Two raising procedures can be distinguished in: the large rise and the mini rise. In first case, the sinus is accessed from a bony window produced on the lateral surface of the sinus, while in the second, access is through the bone crest. The choice between the two techniques depends on the amount of bone to be regenerated. In fact, in the first case it is possible to obtain large bone increases while in the second these are more contained. Furthermore, the mini lift is less traumatic for the tissues and therefore causes less discomfort for the patient. Even the choice of placing the implants in the same session or at a distance of time depends on an evaluation made by the surgeon.

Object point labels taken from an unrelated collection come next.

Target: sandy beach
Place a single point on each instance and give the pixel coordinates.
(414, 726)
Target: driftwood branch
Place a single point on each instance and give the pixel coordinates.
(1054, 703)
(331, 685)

Surgical procedure: the “large elevation” surgery is performed with a lateral surgical access (Fig. 3). Practically, after having incised the tissues, a bony window is made on the lateral face of the sinus with the piezosurgery. After accessing the sinus, the membrane lining the inner wall of the sinus is gently lifted with special instruments. Then we proceed with the filling of the lower part of the maxillary sinus with bone substitutes. Finally, the implants are placed. Respect for the integrity of the sinus membrane is very important for the success of the operation, so it is necessary to be extremely delicate during its lifting given its fragility.
Fig.3 – Large sinus lift
The mini lift provides for access to the sinus via the crest (Fig. 4). After incising the tissues, a hole is made in the bone at the level of the edentulous crest until access to the sinus is obtained. Afterwards, the bone is inserted into the hole just made and the latter is pushed inside the sinus with specific tools. The procedure is repeated until the desired increase is obtained. When performing a sinus lift, it is possible to insert the implants at the same time or wait for a period of 7 months for the bonne to integrate with our body. Therefore, in the case of a patient who must face the elevation, it is good that he knows that the delivery time of the final prosthesis will be approximately 8-13 months from the start of therapy.
Fig.4 – Mini Sinus Lift
Complications: although the surgical technique of elevation of the sinus membrane is certainly predictable, there are not rare cases in which it is possible to encounter complications that may possibly compromise the outcome of the surgery. There may be: vascular, infections, anatomical complications linked to incomplete osseointegration. One of the most common complications is represented by the laceration of the membrane (14% of cases) of the sinus for anatomical reasons or due to inexperience. In fact, sometimes the membrane is extremely thin and fragile and therefore very easy to tear. In these cases, extreme delicacy must be used in all procedures relating to the evaluation of the membrane. If this complication is encountered, a collagen membrane is placed to prevent the bone particles from ending up in the sinus.